Always read the fine print. Take your time to read the credit agreement, don’t let yourself be pressured. Do not sign the loan agreement between door and door. In the best case, you can take the loan agreement home with you and let the conditions run through your head. If something is not right for you, make a note of any questions and try to clarify them at another meeting. After all, a lot of money is at stake, and you shouldn’t sign a loan without asking.
Find out whether your loan will remain in one hand. There are credit companies that sell their customers’ loans to their creditors. This would be a losing deal for you. Why? As soon as other banking companies take over the loans, there can be horrendous reminder fees when payments are late. Immediate maturity of the loan is also not uncommon in such cases.

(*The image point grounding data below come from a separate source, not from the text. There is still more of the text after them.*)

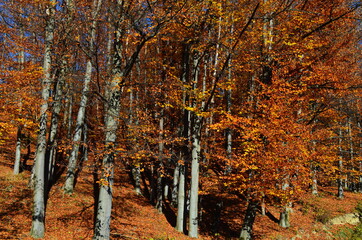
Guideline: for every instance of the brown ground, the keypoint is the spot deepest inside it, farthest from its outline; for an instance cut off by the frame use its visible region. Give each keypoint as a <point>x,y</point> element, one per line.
<point>71,217</point>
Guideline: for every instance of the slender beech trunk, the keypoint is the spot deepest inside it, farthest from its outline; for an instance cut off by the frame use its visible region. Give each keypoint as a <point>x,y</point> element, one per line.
<point>284,220</point>
<point>352,186</point>
<point>194,188</point>
<point>54,121</point>
<point>19,132</point>
<point>185,133</point>
<point>175,181</point>
<point>195,159</point>
<point>77,137</point>
<point>340,193</point>
<point>113,96</point>
<point>160,172</point>
<point>247,229</point>
<point>17,152</point>
<point>37,229</point>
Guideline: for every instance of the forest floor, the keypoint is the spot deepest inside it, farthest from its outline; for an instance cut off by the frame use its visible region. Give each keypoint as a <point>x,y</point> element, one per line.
<point>71,217</point>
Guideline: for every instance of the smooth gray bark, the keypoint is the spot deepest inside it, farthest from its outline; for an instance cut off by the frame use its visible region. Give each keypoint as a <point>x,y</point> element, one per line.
<point>340,193</point>
<point>284,220</point>
<point>247,229</point>
<point>176,176</point>
<point>159,197</point>
<point>195,159</point>
<point>37,228</point>
<point>103,218</point>
<point>180,220</point>
<point>17,152</point>
<point>54,122</point>
<point>77,137</point>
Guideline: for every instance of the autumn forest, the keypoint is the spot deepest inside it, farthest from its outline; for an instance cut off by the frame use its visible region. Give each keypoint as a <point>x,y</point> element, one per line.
<point>259,100</point>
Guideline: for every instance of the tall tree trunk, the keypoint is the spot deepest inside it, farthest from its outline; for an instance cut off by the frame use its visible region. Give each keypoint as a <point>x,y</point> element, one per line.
<point>195,159</point>
<point>185,133</point>
<point>17,151</point>
<point>180,220</point>
<point>37,229</point>
<point>340,193</point>
<point>113,96</point>
<point>103,218</point>
<point>77,137</point>
<point>19,132</point>
<point>247,229</point>
<point>56,108</point>
<point>175,180</point>
<point>160,171</point>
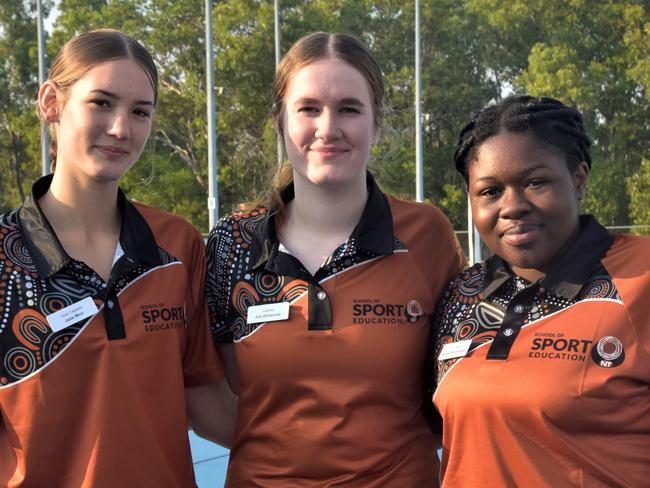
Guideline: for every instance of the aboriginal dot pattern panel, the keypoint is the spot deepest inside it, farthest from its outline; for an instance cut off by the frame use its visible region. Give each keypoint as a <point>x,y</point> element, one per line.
<point>232,286</point>
<point>27,343</point>
<point>463,314</point>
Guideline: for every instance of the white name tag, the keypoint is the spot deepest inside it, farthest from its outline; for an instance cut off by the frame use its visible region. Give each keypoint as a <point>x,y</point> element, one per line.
<point>72,314</point>
<point>454,350</point>
<point>268,313</point>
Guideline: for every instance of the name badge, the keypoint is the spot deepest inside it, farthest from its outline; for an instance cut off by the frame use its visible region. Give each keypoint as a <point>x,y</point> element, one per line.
<point>72,314</point>
<point>268,312</point>
<point>455,350</point>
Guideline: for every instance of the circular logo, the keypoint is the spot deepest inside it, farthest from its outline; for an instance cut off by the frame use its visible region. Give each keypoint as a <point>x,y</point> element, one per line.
<point>414,310</point>
<point>608,352</point>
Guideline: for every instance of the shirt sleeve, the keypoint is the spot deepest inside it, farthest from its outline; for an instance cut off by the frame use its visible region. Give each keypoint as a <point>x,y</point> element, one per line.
<point>431,365</point>
<point>217,285</point>
<point>201,362</point>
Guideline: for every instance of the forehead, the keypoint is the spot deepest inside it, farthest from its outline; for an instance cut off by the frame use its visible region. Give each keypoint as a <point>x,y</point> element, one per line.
<point>122,77</point>
<point>327,79</point>
<point>513,153</point>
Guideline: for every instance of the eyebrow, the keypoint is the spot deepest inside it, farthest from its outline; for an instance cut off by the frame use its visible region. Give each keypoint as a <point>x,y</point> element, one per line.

Data protection should also not fall under the table. Read through the terms and conditions and find out what will happen to your data. Often, low interest rates are associated with the fact that your data can be passed on. This may be a lucrative deal for the loan company, but not for you.
― T. Harv Eker
Your real estate project needs financing that you and your family can afford for years and decades. Including a two percent repayment per year, a loan of a quarter of a million euros at 3 percent per year accrues five percent of a quarter of a million euros. That’s 12,500 euros per year, over a thousand euros per month. Plus ancillary costs that you/they also have to pay as a real estate owner.
Then there is the difference between fixed-rate mortgages and those with variable interest rates. Agreeing on a high, fixed interest rate during a zero interest phase may seem absurd. On the other hand, variable interest rates are just that variable and subject to factors beyond your control.
The sooner a property is repaid, the better. For every year you/they use the loan, interest is due.
As a property owner, you generally pay less per month for a property of comparable quality than tenants. The money you/you pay the interest is still lost to you. It was not landed by a landlord, but by your bank. Which makes no difference to you on balance. Redemption you pay on the detour over the bank to yourselves. Thus: Repay quickly! The possibility of variable repayment should be provided for in your loan agreement.
Without equity, you will not get any financing. With too little equity, it will be too expensive for you. An equity ratio of 20% is a good guideline. Repay, don’t save!
The maxim “Repay quickly!” explains why savings contracts in combination with real estate financing are dubious. Banks work with the spread between the interest on loans granted and the interest on deposits. It would be uneconomical if they paid out higher interest on deposits than they earn on loans. If you save instead of repaying, in addition to the higher overall interest due to the longer repayment period, the bank earns an extra plus each month due to the spread between your savings interest and your loan interest.